Secret Service Agent Who Helped Save Ronald Reagan's Life Dies At 85

"Without Jerry looking out for Ronnie on March 30, 1981, I would have certainly lost my best friend and roommate to an assassin's bullet," Nancy Reagan said of Jerry S. Parr.

Jerry S. Parr, the Secret Service agent credited with saving U.S. President Ronald Reagan from a 1981 assassination attempt, died on Friday. He was 85.

Parr was leading the President’s security detail on Mar. 30, 1981, when John Hinckley Jr. shot the president outside the Washington Hilton.

Parr swiftly pushed the President into the presidential limousine and sped him off to the George Washington University Medical Center.

The president was shot in the chest and was suffering from internal bleeding.

At the hospital, Reagan underwent two hours of surgery and was released 12 days later.

Doctors later said that any delay in getting the president to the hospital would have been fatal.

Nancy Reagan told CNN on Friday that if Parr had not been looking out for her husband she would “have certainly lost my best friend and roommate to an assassin's bullet."

"Jerry was not only one of the finest Secret Service agents to ever serve this country, but one of the most decent human beings I've ever known,” she said. “He was humble but strong, reserved but confident, and blessed with a great sense of humor. It is no wonder that he and my husband got along so well."

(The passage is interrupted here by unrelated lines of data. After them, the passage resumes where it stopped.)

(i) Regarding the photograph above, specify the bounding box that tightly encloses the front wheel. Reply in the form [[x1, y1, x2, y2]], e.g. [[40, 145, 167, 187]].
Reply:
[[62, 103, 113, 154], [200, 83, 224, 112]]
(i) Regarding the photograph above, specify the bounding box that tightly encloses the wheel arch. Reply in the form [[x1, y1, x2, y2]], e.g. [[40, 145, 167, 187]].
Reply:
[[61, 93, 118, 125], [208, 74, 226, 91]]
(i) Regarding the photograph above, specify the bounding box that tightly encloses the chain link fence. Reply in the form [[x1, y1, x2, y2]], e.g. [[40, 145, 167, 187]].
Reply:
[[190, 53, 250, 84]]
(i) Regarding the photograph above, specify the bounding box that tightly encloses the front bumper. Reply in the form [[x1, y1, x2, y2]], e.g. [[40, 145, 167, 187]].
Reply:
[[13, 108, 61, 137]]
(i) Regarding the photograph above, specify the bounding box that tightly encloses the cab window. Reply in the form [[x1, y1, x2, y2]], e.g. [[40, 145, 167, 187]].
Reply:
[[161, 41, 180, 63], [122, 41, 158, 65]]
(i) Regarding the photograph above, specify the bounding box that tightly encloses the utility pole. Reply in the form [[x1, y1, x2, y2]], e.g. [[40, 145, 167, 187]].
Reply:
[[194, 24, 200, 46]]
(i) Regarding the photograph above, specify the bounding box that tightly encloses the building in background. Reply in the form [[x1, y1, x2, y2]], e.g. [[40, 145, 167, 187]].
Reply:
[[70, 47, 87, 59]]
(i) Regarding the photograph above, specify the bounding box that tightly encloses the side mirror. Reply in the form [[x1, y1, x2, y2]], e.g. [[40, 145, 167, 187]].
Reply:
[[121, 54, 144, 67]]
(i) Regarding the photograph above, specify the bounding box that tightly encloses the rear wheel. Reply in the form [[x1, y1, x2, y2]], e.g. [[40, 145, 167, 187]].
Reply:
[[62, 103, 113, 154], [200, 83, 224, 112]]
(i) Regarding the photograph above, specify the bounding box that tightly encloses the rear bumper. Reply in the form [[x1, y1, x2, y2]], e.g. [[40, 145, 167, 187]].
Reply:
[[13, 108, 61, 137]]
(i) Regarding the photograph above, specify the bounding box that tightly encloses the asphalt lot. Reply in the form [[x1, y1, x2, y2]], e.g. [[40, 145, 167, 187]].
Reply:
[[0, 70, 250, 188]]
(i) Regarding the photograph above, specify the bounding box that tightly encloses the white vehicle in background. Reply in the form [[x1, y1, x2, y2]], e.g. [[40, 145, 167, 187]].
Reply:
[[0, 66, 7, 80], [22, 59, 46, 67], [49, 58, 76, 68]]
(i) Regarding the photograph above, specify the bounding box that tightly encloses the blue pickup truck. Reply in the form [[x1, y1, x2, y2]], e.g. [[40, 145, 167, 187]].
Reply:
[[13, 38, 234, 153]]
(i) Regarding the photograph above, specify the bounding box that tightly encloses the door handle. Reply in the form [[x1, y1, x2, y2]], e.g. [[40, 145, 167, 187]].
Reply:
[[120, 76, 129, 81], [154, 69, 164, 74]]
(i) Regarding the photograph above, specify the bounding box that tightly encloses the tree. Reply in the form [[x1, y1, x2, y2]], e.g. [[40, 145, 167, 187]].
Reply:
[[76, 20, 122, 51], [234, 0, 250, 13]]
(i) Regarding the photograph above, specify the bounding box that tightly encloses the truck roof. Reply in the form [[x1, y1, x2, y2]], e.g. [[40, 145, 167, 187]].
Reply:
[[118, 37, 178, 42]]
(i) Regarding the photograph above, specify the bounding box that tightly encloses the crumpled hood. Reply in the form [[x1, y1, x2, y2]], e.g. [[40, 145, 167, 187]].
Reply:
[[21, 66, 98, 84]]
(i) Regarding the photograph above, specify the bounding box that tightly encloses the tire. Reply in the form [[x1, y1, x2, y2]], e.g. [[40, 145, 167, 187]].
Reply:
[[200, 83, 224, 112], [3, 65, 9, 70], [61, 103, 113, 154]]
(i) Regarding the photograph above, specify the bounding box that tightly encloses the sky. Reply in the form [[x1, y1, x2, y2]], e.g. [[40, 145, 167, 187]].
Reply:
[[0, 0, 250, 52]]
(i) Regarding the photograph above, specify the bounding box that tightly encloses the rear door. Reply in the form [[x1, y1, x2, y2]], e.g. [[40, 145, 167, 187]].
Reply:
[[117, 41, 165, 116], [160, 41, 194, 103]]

In a statement to CNN, Secret Service Director Joseph Clancy said that Parr “was someone that every Secret Service agent felt like they knew."

"Perhaps it was the countless times you saw the footage of Jerry shielding President Reagan and pushing him into the limousine or the many stories that were written about the brave and historic actions that Jerry took that day," said Clancy. "Regardless, Jerry Parr was a man that every Secret Service agent was well aware of what he did for not only the Secret Service, but more importantly, his country."

To honor his actions that day, the U.S. Secret Service honored Parr with the Presidential Rank Award for Meritorious Executive and the Director’s Award for Valor.

He also received the Exceptional Service Award from the U.S. Treasury Department.

In a dedication ceremony for the Secret Service Wall of Honor in 2000, Parr may have unwittingly honored his own legacy, saying:

Death ends a life, but not a relationship. Those memories, I think, linger in love. These honored dead have returned to the love that created them, and we miss their faces that we’ll see no more. Yet, we know at the deepest level of our being that something of who they were, and are now, endures at a whole new dimension of reality. And our true nature is to trust and embrace both life and death. As Thornton Wilder once wrote, “There is a land of the living and the land of the dead, and the only bridge is love, the only survivor, the only meaning.”